Era / Region: Elizabethan Era, England
Lifespan: fl. 1596 – c. 1610
Primary Role(s): Sailor; executioner
Alternate Names / Titles:


The Life

Thomas Derrick first appears in the historical record in the 1590s. He served as a sailor in the Royal Navy during the Anglo-Spanish War and was part of the English fleet under the command of Robert Devereux, 2nd Earl of Essex. In 1596, Derrick took part in the capture of Cádiz during the English assault on the Spanish port.

After the sack of the city, Derrick was among twenty-four sailors accused of raping local women. The men were tried and sentenced to death by hanging. When no soldier or officer was willing to carry out the executions, the Earl of Essex offered Derrick a pardon on the condition that he execute the other condemned sailors. Derrick accepted and carried out the hangings aboard one of the fleet’s ships, using blocks and rigging to suspend the men from the spar.

Following the fleet’s return to England, Derrick became an official executioner.
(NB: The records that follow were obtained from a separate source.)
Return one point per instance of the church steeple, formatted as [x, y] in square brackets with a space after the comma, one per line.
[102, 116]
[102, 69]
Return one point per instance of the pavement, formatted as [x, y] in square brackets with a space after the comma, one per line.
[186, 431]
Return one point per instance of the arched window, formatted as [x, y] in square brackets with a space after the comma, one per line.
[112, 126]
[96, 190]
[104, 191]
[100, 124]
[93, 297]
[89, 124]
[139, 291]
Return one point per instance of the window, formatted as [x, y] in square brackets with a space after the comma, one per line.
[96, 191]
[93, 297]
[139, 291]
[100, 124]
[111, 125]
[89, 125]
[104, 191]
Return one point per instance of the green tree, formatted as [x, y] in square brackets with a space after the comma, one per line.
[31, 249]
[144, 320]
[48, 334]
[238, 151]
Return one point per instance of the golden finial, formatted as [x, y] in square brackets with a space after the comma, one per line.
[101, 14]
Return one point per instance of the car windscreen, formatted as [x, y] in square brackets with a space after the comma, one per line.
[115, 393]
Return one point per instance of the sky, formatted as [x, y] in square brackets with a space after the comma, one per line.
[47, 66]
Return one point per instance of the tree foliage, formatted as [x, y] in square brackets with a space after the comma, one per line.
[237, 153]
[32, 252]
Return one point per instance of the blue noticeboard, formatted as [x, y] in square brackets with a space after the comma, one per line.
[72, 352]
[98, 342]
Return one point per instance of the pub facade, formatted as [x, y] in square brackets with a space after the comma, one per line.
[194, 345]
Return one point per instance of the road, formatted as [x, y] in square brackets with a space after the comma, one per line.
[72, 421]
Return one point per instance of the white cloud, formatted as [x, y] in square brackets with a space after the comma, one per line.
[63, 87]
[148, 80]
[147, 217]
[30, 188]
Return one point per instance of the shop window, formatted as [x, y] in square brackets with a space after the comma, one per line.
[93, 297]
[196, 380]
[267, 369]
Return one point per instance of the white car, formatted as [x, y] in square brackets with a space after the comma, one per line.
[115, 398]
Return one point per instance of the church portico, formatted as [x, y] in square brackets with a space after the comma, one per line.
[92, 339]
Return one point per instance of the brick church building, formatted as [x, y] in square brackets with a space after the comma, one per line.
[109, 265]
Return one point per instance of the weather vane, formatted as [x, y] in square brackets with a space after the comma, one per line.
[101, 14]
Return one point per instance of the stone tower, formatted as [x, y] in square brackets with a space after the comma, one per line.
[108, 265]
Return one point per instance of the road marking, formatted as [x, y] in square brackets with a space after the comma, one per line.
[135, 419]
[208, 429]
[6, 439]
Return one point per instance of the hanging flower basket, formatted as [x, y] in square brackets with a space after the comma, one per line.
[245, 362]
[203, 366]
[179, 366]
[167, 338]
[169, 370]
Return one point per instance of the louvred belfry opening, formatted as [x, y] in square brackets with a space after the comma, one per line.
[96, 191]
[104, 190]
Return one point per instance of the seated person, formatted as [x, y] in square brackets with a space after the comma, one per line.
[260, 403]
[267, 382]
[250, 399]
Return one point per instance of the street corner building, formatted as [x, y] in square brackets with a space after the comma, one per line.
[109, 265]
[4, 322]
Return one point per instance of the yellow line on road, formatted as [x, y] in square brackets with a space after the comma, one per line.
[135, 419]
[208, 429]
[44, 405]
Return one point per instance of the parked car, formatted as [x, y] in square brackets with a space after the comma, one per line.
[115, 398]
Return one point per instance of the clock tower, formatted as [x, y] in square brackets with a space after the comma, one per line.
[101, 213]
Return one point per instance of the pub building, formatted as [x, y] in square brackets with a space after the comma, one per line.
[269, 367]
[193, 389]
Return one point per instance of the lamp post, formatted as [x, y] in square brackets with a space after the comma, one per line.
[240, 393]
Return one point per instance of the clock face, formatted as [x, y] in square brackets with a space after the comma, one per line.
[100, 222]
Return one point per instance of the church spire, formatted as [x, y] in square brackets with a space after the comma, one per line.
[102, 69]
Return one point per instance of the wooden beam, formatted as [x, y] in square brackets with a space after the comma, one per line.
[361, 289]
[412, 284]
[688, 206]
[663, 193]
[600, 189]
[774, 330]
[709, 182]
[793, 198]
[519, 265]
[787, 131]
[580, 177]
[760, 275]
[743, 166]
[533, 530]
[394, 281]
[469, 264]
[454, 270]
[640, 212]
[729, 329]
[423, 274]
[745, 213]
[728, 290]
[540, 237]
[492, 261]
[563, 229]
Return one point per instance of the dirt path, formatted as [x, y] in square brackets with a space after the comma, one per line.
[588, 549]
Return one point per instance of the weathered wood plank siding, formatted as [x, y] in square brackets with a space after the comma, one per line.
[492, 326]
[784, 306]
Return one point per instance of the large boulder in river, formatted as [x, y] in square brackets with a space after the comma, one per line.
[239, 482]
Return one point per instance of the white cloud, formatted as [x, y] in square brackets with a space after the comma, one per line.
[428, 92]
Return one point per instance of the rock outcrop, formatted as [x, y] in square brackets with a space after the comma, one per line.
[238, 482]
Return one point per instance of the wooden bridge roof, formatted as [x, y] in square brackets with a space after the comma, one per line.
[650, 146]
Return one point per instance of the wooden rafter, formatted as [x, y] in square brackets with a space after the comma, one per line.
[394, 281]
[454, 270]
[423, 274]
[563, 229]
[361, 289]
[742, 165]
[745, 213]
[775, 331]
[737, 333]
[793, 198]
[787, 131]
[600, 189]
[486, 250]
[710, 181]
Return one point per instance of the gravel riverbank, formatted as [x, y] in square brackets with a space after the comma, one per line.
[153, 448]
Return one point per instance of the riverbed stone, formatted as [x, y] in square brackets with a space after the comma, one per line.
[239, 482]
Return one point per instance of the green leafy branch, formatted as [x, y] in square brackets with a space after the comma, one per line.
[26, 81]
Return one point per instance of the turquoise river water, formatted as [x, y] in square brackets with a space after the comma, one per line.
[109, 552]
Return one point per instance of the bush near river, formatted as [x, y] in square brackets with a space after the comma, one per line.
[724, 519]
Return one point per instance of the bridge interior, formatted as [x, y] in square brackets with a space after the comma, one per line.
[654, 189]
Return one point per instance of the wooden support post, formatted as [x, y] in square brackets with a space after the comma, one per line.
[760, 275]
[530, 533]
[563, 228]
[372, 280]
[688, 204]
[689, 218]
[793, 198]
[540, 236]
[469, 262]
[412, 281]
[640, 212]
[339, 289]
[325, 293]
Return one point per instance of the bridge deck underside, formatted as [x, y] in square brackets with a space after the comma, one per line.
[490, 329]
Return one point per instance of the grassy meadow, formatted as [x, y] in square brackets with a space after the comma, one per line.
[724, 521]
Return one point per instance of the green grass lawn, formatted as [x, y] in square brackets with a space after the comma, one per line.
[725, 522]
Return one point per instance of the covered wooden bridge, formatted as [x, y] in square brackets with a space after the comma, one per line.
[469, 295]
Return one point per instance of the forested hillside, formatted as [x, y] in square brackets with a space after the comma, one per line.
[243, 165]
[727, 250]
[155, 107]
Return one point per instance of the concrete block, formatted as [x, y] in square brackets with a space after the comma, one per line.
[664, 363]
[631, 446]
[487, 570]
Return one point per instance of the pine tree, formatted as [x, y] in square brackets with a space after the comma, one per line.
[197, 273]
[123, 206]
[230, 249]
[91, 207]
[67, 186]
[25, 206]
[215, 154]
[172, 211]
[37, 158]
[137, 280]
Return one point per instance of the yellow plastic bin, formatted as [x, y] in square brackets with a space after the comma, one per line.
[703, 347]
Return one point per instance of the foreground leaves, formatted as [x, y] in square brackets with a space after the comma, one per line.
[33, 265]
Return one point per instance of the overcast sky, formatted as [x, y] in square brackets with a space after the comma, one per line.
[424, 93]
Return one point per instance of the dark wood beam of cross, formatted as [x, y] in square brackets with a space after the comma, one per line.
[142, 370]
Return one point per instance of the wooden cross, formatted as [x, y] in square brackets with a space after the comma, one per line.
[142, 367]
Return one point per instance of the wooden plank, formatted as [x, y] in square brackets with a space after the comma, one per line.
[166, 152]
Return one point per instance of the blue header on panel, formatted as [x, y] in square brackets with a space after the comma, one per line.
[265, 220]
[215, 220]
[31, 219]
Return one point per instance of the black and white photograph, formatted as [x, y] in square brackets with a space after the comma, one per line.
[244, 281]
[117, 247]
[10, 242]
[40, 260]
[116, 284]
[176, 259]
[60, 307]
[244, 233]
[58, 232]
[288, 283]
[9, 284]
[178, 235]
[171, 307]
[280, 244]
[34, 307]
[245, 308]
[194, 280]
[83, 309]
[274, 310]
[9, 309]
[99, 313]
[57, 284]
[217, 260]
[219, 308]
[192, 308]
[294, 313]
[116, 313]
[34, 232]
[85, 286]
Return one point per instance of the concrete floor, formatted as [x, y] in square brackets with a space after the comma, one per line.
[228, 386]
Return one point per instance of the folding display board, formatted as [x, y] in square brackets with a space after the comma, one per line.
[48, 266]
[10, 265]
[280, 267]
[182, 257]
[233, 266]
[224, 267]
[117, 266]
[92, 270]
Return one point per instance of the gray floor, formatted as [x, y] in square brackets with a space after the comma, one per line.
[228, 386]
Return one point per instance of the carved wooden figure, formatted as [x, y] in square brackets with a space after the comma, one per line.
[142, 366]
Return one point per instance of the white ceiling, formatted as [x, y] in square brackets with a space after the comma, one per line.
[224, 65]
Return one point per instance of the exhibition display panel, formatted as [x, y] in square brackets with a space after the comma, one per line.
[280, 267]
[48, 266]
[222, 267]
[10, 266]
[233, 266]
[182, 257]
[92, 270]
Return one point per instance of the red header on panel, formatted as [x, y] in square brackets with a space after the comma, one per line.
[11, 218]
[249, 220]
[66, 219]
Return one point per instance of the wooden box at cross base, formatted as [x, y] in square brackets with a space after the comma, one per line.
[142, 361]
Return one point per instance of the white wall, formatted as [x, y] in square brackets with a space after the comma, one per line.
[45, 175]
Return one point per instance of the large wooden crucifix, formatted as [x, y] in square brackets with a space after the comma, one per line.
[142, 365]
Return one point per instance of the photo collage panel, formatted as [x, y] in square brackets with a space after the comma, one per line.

He was assigned to Tyburn, the principal site of public executions in London. Over the course of his career, he carried out more than 3,000 executions, a role that placed him outside ordinary social life due to the stigma and danger associated with the profession.

In 1601, Derrick executed his former commander and pardoner, the Earl of Essex, after Essex was convicted of treason. As a nobleman, Essex was permitted to choose beheading rather than hanging. Derrick, accustomed to the noose rather than the axe, required three strokes to sever Essex’s head.

During his years as an executioner, Derrick introduced mechanical innovations to the gallows. He replaced the traditional rope-over-beam method with a system using a beam, topping lift, and pulleys. Around 1610, he constructed a gallows capable of hanging more than a dozen people at the same time.

Derrick’s name became associated with the structure from which hangmen suspended their nooses. From this usage, the word “derrick” entered the English language as a term for lifting frames and, later, cranes. He was also the first executioner known to have been the subject of a ballad in the English-speaking world.